Pour savoir si l’agriculteur aura l’autorisation de détruire sa haie, l’administration se base sur une cartographie générée de façon semi-automatique à partir de photos aériennes. Cette cartographie présente de nombreuses incohérences qui vont complexifier le traitement des dossiers, générer des erreurs, et potentiellement faciliter l’autorisation des destructions de haies à mauvais escient.

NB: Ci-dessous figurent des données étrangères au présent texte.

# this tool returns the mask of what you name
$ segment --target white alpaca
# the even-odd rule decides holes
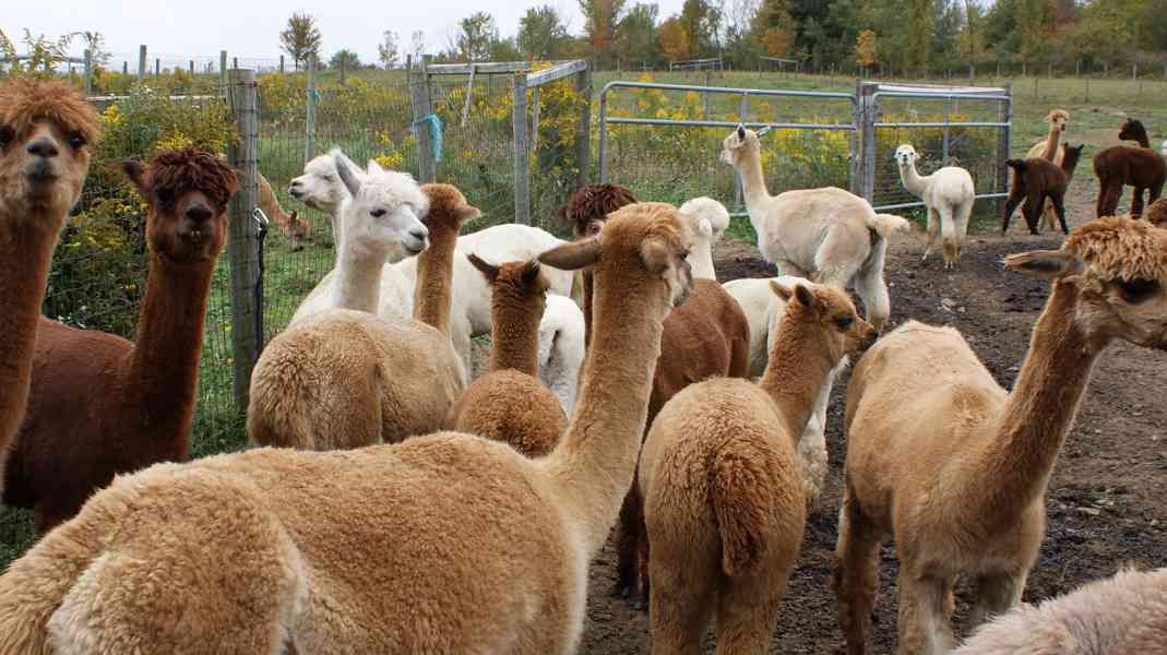
[[[1162,653],[1167,569],[1119,571],[1037,606],[985,623],[952,655]]]
[[[760,378],[766,372],[769,353],[774,348],[778,327],[787,313],[787,300],[770,291],[771,280],[787,288],[794,288],[798,284],[810,284],[810,280],[805,278],[782,276],[777,278],[742,278],[721,285],[738,301],[749,322],[749,376],[752,378]],[[803,428],[802,439],[798,440],[798,460],[802,464],[803,490],[806,493],[808,511],[817,511],[819,508],[819,497],[826,481],[827,469],[826,405],[831,399],[834,378],[839,371],[847,367],[848,361],[847,357],[843,357],[839,365],[826,376],[818,398],[815,400],[815,410]]]
[[[720,160],[741,177],[757,248],[778,273],[846,287],[852,283],[876,330],[892,314],[883,281],[887,239],[909,223],[875,214],[864,198],[836,187],[771,196],[766,190],[757,134],[742,126],[726,137]]]
[[[584,367],[584,311],[565,295],[547,295],[539,321],[539,382],[551,390],[571,419]]]
[[[958,166],[945,166],[931,175],[921,175],[916,170],[917,159],[920,154],[916,148],[908,144],[895,149],[903,188],[924,201],[928,211],[928,238],[921,262],[931,255],[932,243],[939,231],[944,267],[951,269],[960,260],[960,245],[969,234],[969,217],[972,216],[972,203],[977,200],[977,188],[972,183],[972,175]]]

Rien de vaut le suivi de terrain pour instruire les dossiers.
Utiliser l’outil en écologie des paysages construit INRAE Grain bocager, pour analyser l’impact des destructions sur les habitats et les corridors écologiques
Le décret proposé ne prévoit pas de séquence éviter réduire compenses, le socle du droit environnementale.

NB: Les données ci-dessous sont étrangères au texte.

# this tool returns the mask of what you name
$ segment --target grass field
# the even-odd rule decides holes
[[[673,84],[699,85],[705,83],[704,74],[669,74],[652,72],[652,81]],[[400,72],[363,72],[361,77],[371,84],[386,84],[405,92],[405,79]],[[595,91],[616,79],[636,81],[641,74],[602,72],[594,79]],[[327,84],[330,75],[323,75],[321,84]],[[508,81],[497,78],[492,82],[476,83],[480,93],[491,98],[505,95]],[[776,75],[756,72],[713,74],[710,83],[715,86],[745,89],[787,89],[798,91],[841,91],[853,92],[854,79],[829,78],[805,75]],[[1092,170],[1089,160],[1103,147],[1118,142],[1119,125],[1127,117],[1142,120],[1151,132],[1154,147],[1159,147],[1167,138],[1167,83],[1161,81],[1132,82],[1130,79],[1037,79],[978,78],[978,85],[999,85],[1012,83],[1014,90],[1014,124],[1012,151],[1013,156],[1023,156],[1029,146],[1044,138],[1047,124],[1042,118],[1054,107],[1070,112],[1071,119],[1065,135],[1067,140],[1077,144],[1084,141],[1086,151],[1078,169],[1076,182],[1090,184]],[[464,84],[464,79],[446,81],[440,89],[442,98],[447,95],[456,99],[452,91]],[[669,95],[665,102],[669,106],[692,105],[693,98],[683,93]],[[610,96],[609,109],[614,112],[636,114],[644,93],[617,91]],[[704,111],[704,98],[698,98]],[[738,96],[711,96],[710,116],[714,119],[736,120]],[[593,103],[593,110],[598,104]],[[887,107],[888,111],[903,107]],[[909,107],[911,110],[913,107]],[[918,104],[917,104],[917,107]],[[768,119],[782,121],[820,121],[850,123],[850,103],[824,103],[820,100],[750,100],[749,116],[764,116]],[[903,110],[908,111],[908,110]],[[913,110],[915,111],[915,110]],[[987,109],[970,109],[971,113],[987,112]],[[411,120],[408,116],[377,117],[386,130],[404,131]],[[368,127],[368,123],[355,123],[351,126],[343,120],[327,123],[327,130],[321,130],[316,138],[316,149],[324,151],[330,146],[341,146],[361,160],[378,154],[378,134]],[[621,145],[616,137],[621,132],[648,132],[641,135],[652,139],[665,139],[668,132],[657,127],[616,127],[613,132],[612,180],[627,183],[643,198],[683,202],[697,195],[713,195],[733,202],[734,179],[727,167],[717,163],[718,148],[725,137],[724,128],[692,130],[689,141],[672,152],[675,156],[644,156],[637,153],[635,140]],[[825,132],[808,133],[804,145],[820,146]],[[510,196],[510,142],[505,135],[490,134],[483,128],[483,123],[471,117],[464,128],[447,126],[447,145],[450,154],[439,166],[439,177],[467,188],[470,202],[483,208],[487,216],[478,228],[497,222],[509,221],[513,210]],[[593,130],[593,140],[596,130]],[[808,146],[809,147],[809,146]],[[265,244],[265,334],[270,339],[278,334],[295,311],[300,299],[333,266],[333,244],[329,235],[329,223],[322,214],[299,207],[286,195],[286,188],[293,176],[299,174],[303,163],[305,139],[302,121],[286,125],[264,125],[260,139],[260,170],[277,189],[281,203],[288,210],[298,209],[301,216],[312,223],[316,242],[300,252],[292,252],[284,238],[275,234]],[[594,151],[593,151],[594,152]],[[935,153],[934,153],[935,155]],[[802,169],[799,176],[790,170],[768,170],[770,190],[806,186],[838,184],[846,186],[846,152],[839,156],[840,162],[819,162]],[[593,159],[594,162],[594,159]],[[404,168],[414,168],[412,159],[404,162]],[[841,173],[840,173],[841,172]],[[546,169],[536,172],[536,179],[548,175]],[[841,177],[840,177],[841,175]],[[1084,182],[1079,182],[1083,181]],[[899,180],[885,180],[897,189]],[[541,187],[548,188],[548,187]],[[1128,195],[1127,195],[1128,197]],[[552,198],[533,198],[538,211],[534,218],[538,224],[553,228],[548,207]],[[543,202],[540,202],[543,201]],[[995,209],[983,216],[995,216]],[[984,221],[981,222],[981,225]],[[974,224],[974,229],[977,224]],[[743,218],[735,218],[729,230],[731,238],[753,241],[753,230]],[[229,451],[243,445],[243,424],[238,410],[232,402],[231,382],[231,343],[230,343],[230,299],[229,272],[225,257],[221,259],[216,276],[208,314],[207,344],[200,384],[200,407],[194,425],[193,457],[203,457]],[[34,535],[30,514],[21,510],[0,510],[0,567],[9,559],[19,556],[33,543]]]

Au vu des nombreux textes régissant la destruction des haies ; textes parfois mêmes contradictoires, il semble en effet nécessaire d’en simplifier le fonctionnement ;
La FRANE, n’étant pas dans l’opposition systématique mais dans le compromis (sauf cas flagrant de mesures manifestement "anti-environnementales"), ne propose pas l’abandon du projet de décret mais sa modification.
En effet, en l’état ce décret fragilise grandement la protection des haies.
Aussi :
S’assurer du bien-fondé de la destruction et n’appliquer la compensation que comme ultime recours, si aucune autre alternative n’est possible.

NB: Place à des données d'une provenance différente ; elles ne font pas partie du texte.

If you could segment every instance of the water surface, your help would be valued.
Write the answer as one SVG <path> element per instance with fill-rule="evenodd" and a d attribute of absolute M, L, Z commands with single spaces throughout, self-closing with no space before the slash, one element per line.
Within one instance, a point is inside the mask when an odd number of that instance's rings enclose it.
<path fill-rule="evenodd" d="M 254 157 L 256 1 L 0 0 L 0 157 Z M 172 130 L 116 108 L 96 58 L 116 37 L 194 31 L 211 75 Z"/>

Elle ne doit en aucun cas constituer une voie de contournement ou une solution de facilité.
En aucun cas elle ne doit se substituer au "éviter-réduire" ; les mesures compensatoires n’amortissent pas les dégâts et une haie ancienne ne sera jamais équivalente à une haie plantée.
Concrètement :
Ne pas appliquer la nouvelle définition administrative de la haie (excluant les trouées supérieures à 5m) et rétablir la définition proposée par "Réseau Haies France" (issue de la loi : haie = unité linéaire de végétation inférieure ou égale à 20m).
La définition administrative réduirait artificiellement le linéaire reconnu (ces trouées font partie intégrante des haies) et encouragerait les stratégies de contournement.
Se faire accompagner par un technicien agréé ; comme le prévoit la LOA ; afin d’amener la preuve que la destruction ne peut être évitée, qu’il n’y a pas de solutions alternatives et voir comment réduire les impacts.
Si la destruction s’avère nécessaire, s’assurer que la compensation est suffisante et fiable.
N’utiliser la cartographie automatique ou semi-automatique que comme outil d’observation et non d’instruction.
Cette cartographie est issue de photos aériennes et de ce fait imprécise et non fiable.
Clairement définir les responsabilités de chacun, afin d’éviter les conflits et déresponsabiliser les acteurs.
Supprimer les seuils de linéaire concernant les espèces protégées.
Il est impensable de faciliter la destruction des haies en France !!!
Leurs rôles sont démontrés pour protéger les sols agricoles, abriter une faune auxiliaire variée, magnifier le paysage !
bonjour,
cette décision pose de nombreux problèmes. Notamment :
- Un traitement semi-automatisé des demandes, basé sur une cartographie erronée
- Absence quasi-totale de la séquence “Éviter – Réduire – Compenser” (ERC)
- Problèmes juridiques : responsabilité, fermage, information du propriétaire
- Une nouvelle définition administrative de la haie… qui facilite sa destruction
- Protection des espèces protégées fragilisée
- Compensations insuffisantes et non fiables
Ces critères sont scientifiquement non fondés et risquent d’aboutir à des destructions contraires au droit européen. merci. CG.